Under the revision, anyone auctioning off a car must receive approval from the head of the city or province. To gain approval, the business must own a parking space of more than 3,300 square meters (35,520 square feet) and auction space of more than 200 square meters. That regulation originally applied to brick-and-mortar businesses but the government included online services for consumer protection. The law takes effect from early February.

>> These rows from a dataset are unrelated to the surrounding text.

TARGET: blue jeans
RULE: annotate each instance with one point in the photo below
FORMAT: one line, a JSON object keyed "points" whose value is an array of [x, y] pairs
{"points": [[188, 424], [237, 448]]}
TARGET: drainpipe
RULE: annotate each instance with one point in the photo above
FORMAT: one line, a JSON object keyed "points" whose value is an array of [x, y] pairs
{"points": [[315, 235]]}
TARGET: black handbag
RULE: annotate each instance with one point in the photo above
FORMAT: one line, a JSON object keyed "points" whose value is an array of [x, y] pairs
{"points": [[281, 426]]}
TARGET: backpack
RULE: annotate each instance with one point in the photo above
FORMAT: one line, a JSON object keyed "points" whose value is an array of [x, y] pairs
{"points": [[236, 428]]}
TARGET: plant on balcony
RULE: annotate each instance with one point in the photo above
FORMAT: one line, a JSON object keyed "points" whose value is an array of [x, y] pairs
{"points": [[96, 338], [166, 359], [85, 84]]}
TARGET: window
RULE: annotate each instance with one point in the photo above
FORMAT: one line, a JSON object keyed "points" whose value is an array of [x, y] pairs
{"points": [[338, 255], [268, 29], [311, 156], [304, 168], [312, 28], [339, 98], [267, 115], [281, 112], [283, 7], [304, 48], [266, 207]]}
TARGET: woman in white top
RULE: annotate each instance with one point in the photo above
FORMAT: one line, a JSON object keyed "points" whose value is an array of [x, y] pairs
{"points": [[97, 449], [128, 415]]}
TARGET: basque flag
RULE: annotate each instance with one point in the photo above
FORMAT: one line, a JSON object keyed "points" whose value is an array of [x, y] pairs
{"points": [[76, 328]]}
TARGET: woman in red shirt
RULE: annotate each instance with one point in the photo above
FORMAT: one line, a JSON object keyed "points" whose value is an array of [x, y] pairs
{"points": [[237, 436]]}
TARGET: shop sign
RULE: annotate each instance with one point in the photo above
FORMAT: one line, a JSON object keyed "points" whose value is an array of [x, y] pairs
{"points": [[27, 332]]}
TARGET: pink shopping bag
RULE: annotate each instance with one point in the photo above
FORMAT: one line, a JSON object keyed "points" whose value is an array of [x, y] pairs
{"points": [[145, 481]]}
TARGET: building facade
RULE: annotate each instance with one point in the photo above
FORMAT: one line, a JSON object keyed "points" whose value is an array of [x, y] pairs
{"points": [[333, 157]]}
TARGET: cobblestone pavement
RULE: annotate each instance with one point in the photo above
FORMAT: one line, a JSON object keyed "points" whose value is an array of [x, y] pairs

“Why can’t cars be traded online?” asked Park. “We used to try on shoes but now we buy them online. Shopping malls these days provide all the necessary details - the length, width, color - so that we can save the trip to a store. A strict refund policy also helps. Any company that does not provide such service cannot survive. This is the way of e-commerce. Isn’t this what consumer protection is about?” he said plaintively.
What were authorities thinking when they changed the regulation? In the United States, a company called TrueCar offers a website for both new and used car buyers and dealers. Founded in 2009, the company went public last year. Its market capitalization is now nearly 1 trillion won. There are numerous online car-dealership platforms for used cars in China. E-commerce giant Alibaba has also joined the market. There are a dozen in Japan. “At such rate, the local used-car market could be eaten up by China,” Park said.
He saved his harshest words for the authorities. He has declined to talk to the press because he had to think of his staff and 650 dealers, which are depending on the reopening of the business. A few days earlier, Minister for Land, Infrastructure and Transport Kang Ho-in pledged that the government will revise the law once more to save a business like Park’s.
Fixing a law over and over does not solve the fundamental problem. The government must work on the entire framework of regulations. Countries like the United States, where start-ups flourish, run things the right way. Whenever a problem occurs, the business or industry discusses the matter with authorities to make modifications. That kind of rational business environment is responsible for the rise of the Decacorns - highly-successful tech start-ups with valuations of over $10 billion - like car-sharing service Uber and space-sharing service Airbnb. In Korea, everything is regulated except for a few market-proven businesses. Kang, the minister, said that “a creative economy cannot be built unless these regulations go.” We second that notion.
The president likes to complain that nothing gets done because of the legislature, which in turn blames her political opposition. She blames the legislature’s stalling of economy-related bills that she believes will help the struggling economy. She is not entirely wrong. What’s more urgent is making new laws to fix the outdated ones. If a child is the country’s future, a start-up is its economy’s future. Thousands of young entrepreneurs will lose hope and passion if an aspiring start-up is stopped by an old regulation that serves to protect the vested interests of mainstream players. In such a habitat, we will never come close to a creative economy. In such a habitat, we will wither.
JoongAng Ilbo, Jan. 21, Page 30
The author is an editorial writer of the JoongAng Ilbo.